O presidente revelou-se insatisfeito com a
informação, repassada por alguns assessores, de que a “curva de juros futuros”
estaria em alta. Isto significa que os especuladores, estimulados pela política
do BC, estariam pressionando para que no curto e médio prazo haja alta na taxa
Selic (juros básicos da economia). Preocupado com essa possibilidade, o
presidente pediu a Mantega o “máximo de cuidado e vigilância”. Na opinião de
Lula, os empresários do setor da construção civil “ainda não pisaram no freio,
mas podem começar a reduzir o ritmo”. Por conta disso, ele pediu atenção de sua
equipe para tomar as medidas necessárias e evitar “um cenário como esse”.
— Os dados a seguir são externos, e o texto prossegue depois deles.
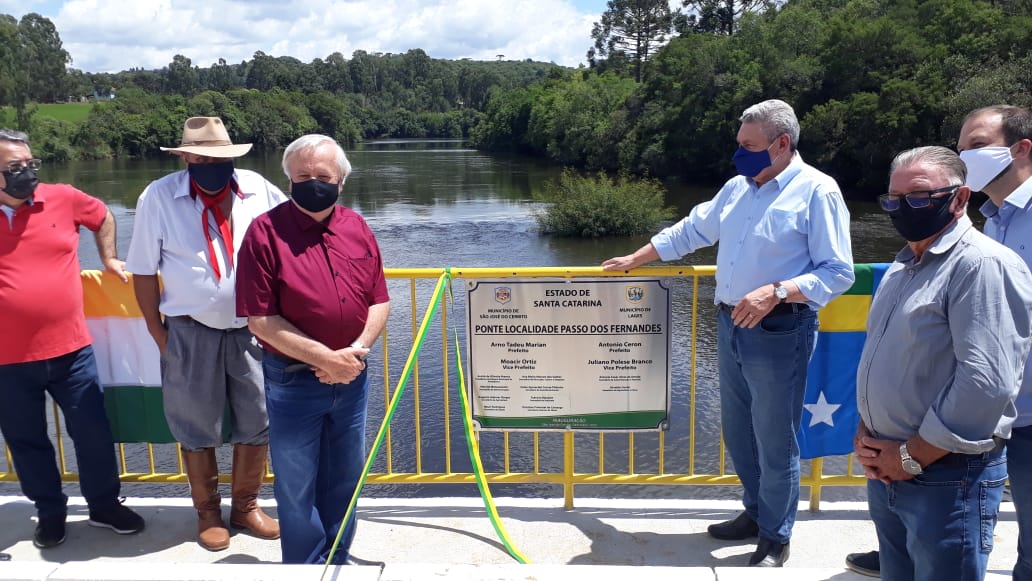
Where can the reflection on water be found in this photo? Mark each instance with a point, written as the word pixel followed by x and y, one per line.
pixel 437 203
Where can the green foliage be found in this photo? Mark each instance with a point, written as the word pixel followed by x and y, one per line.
pixel 631 31
pixel 601 206
pixel 867 78
pixel 71 113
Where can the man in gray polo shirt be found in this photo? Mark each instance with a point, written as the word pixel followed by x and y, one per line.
pixel 948 332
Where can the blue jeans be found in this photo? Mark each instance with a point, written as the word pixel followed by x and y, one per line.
pixel 763 380
pixel 317 438
pixel 71 380
pixel 1020 472
pixel 939 524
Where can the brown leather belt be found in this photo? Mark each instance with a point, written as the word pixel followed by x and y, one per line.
pixel 779 309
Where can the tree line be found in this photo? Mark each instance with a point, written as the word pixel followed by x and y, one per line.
pixel 662 95
pixel 867 78
pixel 265 100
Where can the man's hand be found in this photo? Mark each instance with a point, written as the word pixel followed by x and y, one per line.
pixel 753 307
pixel 884 462
pixel 862 451
pixel 344 366
pixel 643 255
pixel 620 263
pixel 117 267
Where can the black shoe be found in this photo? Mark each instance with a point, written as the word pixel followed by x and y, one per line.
pixel 864 563
pixel 50 533
pixel 769 553
pixel 740 527
pixel 119 518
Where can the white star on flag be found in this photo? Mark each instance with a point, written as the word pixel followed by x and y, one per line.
pixel 821 411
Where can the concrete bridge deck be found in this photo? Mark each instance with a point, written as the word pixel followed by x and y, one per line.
pixel 452 539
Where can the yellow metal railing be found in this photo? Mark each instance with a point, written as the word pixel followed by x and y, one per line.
pixel 510 457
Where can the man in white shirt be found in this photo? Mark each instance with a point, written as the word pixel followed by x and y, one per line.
pixel 996 147
pixel 188 227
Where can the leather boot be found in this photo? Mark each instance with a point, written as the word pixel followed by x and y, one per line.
pixel 249 469
pixel 202 473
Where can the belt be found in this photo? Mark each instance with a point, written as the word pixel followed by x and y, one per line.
pixel 290 364
pixel 189 319
pixel 779 309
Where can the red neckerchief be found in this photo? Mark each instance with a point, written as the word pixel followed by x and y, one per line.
pixel 212 203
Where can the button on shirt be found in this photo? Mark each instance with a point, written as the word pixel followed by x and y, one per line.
pixel 794 227
pixel 1011 226
pixel 946 341
pixel 320 277
pixel 167 237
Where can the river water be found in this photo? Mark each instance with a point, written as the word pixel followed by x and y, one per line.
pixel 433 203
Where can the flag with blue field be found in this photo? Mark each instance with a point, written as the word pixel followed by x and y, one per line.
pixel 830 415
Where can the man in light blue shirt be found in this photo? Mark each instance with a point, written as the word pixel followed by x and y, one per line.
pixel 947 336
pixel 784 252
pixel 996 147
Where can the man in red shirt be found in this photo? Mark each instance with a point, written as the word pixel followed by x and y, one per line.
pixel 310 280
pixel 45 347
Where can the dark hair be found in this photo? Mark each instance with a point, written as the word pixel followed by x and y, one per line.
pixel 1014 122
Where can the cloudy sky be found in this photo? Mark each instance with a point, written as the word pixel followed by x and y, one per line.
pixel 113 35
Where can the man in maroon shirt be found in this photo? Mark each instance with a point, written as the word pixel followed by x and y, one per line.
pixel 310 280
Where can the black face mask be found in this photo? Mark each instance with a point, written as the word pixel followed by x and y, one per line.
pixel 314 195
pixel 212 176
pixel 915 224
pixel 21 185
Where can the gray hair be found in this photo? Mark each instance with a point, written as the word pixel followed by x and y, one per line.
pixel 1016 123
pixel 314 141
pixel 776 117
pixel 936 157
pixel 13 136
No início do ano, antecipando-se às pressões
pela alta dos juros, Lula fez questão de anunciar logo as medidas para compensar
as perdas com o fim da CPMF. Sua intenção era acabar com a incerteza e o clima
de especulação em relação à substituição da CPMF. Prevendo as armações do BC
para elevar os juros, o presidente avaliou que era melhor elevar também a
pressão contra isso. Além da óbvia necessidade de compensar a perda de R$ 38
bilhões, o governo usou as medidas de compensação da CPMF para frear as
articulações do BC. Em reunião com Lula no início do ano, o presidente do BC,
Henrique Meirelles, foi obrigado a reconhecer de público que as medidas
anunciadas para compensar a perda da CPMF contribuíram para evitar a subida dos
juros. Mas, ao invés de atender a orientação de Lula, Meirelles voltou a
insistir nas suas ameaças. “Se houver uma grande crise mundial, é óbvio que isso
mudará de figura”, afirmou, apontando na direção do arrocho e da recessão.
CONTRAMÃO
A avaliação feita pelo Planalto, ao contrário, é
de que “o Brasil está numa posição mais confortável” hoje do que no passado para
enfrentar qualquer crise externa. Lula disse que o país tem tempo suficiente
para fazer uma análise e adotar medidas contra a crise. Tanto Lula como Mantega
reforçaram o fôlego da economia para agüentar respingos da crise nos EUA. Lula
não crê que a economia brasileira sofra com os efeitos da crise internacional.
Mas, na contramão do presidente, a equipe do BC insiste que “não poderá fugir da
receita tradicional de aperto monetário caso as turbulências se intensifiquem”.
Atento às orientações desenvolvimentistas do governo, Mantega rebateu de pronto
o tom alarmista do BC. “A crise dos Estados Unidos não é um furacão entrando
pela porta brasileira”, avaliou o titular da Fazenda.